Così, se nel caso di Shimon gli autori del documentario restano sul bordo della denuncia e della condanna morale nei confronti del truffatore, nella serie la Rhimes fa un passo in più. Ricostruisce il passato della giovane, non cadendo nella trappola di giustificarne l’operato con un’infanzia difficile o cattivi genitori. Anna ha fatto la difficile esperienza di essere un’immigrata russa povera nella chiusa provincia tedesca, è stata traumatizzata da un ambiente escludente ma ha trovato presto il modo per rovesciare i ruoli.

Anna si è identificata con l’aggressore (le compagne di scuola che la prendono in giro e non le parlano per il suo abbigliamento). Lo ha fatto talmente bene da diventare lei stessa una bulla in grado di far sentire “brutte e sciatte” le compagne meno eleganti di lei. Da lì in poi la strada per conquistare i circoli esclusivi di New York è segnata. Tutte e tutti ci cadono, si fanno offrire cene e jet privati per poi concedere prestiti elevatissimi, il tutto per sentirsi speciali almeno quanto Anna, colei che da esclusa sa bene quali tasti toccare per suscitare precisi bisogni e attirare a sé persone che più di tutto le chiedono di brillare con lei. La luce resta luce anche se è riflessa. Ma il costo che si paga può essere molto alto e i ruoli tra vittima e carnefice possono continuare a scambiarsi.

La serie, infatti, finisce con Vivian, la giornalista che ha raccontato la storia di Anna, che ha fatto carriera grazie alla fama scaturita dall’articolo sulla finta ereditiera. La reporter aveva convinto la ragazza a raccontarle la propria incredibile storia promettendole notorietà mondiale. Così Anna la truffatrice, anche lei, ci era caduta, sedotta dal suo stesso trucco.

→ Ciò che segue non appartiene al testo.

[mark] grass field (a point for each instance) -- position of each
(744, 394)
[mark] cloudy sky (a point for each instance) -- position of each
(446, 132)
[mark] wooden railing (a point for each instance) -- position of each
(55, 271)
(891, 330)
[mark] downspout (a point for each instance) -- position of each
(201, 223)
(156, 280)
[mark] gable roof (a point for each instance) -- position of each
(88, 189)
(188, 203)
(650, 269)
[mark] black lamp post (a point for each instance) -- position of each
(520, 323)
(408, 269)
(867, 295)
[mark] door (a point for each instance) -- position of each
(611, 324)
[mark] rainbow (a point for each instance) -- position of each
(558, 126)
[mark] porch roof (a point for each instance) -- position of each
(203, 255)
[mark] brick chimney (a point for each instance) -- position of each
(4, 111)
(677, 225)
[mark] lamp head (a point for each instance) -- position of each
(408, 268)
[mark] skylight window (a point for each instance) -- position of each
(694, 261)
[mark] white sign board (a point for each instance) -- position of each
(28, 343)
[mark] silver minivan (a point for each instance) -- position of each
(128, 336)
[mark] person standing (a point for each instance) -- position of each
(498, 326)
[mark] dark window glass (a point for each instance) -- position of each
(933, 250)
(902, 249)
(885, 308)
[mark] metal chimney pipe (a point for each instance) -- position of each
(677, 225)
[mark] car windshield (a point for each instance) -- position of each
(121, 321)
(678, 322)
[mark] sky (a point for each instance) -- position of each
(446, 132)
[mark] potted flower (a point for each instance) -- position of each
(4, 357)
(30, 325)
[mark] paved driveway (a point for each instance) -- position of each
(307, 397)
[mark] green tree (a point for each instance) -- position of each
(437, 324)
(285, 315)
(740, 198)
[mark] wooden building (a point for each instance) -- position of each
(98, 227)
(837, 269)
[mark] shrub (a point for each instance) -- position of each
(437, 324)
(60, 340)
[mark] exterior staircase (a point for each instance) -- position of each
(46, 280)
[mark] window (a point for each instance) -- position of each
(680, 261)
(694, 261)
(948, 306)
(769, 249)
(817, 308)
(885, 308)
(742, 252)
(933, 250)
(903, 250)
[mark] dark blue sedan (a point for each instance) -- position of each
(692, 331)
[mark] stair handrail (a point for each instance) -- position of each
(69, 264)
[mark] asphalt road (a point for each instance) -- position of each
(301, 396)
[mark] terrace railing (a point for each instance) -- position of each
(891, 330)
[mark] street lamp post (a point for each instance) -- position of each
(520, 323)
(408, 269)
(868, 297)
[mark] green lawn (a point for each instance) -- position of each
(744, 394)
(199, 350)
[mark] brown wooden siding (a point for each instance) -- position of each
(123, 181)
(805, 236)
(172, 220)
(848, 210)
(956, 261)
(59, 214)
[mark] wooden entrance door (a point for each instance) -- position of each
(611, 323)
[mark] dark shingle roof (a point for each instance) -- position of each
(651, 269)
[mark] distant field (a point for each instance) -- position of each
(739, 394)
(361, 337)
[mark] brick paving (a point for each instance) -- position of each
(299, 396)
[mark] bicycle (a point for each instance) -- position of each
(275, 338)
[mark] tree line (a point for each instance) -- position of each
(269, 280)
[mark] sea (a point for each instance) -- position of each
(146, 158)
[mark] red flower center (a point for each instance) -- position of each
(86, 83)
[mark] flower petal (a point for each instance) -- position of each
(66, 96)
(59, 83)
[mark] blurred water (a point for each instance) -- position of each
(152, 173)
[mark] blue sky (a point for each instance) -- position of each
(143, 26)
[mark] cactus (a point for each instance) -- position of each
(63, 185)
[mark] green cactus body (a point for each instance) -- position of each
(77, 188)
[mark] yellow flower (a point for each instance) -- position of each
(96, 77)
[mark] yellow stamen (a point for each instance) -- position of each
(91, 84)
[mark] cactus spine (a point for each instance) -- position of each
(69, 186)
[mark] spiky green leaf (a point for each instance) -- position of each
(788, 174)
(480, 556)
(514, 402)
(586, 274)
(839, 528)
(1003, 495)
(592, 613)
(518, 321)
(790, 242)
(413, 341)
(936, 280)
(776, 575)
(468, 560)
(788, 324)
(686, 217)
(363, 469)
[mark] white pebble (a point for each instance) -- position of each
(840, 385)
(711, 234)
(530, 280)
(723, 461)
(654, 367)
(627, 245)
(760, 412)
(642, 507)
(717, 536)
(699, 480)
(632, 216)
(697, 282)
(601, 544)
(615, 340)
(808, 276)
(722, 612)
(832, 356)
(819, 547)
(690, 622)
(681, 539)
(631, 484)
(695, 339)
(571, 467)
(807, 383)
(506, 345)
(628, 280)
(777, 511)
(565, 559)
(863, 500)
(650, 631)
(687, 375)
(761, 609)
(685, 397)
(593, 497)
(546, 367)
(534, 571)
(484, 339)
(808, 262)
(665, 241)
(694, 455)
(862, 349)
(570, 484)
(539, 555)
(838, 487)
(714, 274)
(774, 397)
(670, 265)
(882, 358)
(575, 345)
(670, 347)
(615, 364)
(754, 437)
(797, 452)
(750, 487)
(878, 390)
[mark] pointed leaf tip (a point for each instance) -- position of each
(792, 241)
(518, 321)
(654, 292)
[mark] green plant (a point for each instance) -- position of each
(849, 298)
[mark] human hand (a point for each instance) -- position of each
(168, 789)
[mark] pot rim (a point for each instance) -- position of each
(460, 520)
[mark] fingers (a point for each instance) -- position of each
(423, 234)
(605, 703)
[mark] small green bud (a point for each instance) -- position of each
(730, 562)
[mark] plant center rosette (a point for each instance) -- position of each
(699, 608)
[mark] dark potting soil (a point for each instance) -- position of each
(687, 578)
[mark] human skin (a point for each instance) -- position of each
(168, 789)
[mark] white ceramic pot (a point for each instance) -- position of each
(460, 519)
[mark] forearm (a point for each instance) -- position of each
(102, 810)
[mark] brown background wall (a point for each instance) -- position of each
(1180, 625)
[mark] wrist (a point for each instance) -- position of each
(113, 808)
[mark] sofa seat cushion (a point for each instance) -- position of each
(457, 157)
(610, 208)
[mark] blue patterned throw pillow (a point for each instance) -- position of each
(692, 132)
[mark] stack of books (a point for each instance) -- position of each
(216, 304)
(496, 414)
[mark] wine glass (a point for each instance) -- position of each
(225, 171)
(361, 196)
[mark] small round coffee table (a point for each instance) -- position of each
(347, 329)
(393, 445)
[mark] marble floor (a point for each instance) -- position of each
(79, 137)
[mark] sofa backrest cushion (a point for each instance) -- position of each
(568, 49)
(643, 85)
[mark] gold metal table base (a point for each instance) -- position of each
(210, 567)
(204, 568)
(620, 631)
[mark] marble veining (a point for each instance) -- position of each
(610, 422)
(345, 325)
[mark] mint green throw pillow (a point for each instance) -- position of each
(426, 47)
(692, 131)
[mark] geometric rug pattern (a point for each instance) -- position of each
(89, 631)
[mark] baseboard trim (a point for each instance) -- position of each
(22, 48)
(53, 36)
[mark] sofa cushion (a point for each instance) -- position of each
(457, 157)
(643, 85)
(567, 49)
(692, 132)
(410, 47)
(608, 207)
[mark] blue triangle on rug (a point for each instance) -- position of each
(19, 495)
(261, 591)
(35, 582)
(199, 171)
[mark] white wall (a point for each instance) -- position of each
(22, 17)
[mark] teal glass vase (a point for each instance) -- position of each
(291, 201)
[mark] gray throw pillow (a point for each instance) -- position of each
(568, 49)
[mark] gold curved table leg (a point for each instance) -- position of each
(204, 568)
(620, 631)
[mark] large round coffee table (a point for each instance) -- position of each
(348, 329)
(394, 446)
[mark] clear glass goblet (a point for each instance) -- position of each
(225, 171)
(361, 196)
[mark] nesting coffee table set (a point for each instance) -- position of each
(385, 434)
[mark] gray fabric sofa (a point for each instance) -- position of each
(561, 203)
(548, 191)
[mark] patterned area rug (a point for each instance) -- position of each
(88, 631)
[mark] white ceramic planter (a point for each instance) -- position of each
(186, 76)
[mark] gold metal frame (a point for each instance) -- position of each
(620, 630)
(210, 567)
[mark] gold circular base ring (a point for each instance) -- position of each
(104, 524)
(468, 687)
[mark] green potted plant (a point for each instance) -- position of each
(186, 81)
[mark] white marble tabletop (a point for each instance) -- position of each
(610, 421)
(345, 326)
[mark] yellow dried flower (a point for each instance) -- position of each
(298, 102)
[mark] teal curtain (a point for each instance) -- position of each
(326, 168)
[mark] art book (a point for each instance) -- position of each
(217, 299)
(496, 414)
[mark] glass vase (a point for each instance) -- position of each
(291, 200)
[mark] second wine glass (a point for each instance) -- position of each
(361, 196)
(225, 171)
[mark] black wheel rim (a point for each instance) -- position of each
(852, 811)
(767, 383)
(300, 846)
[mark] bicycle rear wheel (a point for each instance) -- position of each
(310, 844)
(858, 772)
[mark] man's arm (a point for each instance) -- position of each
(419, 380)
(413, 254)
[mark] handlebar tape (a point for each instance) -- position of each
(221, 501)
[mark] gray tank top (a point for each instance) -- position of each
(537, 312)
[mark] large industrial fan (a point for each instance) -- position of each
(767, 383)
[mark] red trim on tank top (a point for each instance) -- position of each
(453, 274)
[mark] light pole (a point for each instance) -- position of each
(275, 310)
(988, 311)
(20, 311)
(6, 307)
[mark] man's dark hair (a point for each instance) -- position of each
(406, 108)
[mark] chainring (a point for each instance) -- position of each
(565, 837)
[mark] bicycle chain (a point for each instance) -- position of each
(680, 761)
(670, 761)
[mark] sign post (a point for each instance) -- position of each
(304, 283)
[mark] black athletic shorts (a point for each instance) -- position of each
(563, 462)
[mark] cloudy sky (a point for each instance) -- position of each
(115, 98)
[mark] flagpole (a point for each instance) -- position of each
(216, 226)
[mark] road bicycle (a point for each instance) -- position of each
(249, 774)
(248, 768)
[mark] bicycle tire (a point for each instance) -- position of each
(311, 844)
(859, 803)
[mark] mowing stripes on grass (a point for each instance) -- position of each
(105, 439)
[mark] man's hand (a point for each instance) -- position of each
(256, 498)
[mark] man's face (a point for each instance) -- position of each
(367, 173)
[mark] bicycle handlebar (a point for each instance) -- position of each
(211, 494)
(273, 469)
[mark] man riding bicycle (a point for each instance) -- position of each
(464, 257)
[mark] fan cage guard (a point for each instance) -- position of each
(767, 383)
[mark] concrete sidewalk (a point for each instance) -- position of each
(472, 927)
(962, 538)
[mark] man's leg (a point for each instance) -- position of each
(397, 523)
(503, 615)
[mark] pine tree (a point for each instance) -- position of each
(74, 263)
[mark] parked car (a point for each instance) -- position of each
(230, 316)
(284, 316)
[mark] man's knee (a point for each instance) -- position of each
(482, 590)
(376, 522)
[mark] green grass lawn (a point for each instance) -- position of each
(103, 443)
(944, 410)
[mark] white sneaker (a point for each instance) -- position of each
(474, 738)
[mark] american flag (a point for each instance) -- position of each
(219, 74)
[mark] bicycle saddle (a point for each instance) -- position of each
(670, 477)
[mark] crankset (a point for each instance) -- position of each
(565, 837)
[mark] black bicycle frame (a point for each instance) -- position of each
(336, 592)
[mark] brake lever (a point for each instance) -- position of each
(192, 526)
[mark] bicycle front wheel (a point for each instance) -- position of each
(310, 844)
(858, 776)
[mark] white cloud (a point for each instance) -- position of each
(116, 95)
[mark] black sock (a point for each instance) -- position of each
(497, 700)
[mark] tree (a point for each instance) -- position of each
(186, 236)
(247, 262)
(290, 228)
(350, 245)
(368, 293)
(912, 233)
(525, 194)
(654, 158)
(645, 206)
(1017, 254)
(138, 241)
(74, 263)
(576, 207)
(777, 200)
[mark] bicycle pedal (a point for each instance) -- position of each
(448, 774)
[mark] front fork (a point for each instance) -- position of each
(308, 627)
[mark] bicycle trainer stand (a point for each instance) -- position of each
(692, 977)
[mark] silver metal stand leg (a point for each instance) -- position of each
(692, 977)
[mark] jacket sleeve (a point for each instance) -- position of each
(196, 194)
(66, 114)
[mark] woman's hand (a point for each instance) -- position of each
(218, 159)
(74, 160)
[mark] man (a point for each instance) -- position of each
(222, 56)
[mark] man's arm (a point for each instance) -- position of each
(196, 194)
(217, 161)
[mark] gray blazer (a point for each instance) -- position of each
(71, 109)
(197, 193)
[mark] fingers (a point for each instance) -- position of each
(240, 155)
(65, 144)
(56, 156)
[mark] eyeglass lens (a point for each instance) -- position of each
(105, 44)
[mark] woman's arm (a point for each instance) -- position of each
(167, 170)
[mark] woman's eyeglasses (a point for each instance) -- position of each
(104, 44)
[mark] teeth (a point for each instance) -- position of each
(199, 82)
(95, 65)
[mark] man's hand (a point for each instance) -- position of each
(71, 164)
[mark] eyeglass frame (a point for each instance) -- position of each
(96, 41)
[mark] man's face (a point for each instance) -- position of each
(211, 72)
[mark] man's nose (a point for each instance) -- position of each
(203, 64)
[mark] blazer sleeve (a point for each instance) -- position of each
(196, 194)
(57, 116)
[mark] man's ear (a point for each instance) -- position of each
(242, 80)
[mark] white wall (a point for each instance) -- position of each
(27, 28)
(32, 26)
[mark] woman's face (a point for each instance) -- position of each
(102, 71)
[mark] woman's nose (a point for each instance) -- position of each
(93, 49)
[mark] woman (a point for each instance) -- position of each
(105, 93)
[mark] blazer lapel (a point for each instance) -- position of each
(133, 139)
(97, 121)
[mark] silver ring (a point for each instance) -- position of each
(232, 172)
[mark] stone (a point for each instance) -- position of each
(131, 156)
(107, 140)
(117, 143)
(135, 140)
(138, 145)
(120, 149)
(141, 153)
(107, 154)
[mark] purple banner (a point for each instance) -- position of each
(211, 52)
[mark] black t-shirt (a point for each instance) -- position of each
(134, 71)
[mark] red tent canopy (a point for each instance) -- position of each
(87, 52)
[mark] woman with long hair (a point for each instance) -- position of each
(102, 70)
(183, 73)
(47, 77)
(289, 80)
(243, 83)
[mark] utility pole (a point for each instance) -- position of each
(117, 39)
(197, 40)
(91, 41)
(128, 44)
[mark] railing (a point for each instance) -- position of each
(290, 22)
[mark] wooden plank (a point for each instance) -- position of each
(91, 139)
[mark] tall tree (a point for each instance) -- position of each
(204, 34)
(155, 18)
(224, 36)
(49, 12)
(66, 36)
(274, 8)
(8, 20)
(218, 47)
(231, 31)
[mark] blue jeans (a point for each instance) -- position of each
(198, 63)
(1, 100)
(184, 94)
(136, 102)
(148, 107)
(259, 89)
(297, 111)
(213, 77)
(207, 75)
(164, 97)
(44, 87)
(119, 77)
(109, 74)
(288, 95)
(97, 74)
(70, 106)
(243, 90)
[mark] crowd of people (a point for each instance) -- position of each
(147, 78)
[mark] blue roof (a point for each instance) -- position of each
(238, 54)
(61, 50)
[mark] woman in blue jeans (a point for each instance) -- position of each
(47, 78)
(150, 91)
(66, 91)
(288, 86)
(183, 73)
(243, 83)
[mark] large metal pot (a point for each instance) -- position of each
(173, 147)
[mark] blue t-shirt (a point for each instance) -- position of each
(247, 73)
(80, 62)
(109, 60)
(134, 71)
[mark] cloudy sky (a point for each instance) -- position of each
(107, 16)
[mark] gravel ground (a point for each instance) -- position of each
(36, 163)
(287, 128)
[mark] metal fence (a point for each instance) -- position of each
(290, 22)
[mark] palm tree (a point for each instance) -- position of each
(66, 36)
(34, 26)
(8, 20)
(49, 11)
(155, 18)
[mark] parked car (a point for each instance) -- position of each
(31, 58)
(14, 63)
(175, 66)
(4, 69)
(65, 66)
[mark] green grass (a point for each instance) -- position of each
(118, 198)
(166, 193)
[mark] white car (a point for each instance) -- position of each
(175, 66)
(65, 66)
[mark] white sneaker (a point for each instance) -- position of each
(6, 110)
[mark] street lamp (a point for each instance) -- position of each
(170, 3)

Vivian poi ha un momento di lucidità: si rende conto che se Anna è finita in carcere è a causa dell’attenzione mediatica suscitata verso il processo dal suo articolo. È allora che capisce. Parlando con l’avvocato di Anna, anche lui diventato più ricco e famoso grazie a questa storia, sono stravolti da un dubbio. È come se si chiedessero: abbiamo usato anche noi Anna per strappare l’attenzione di cui avevamo bisogno?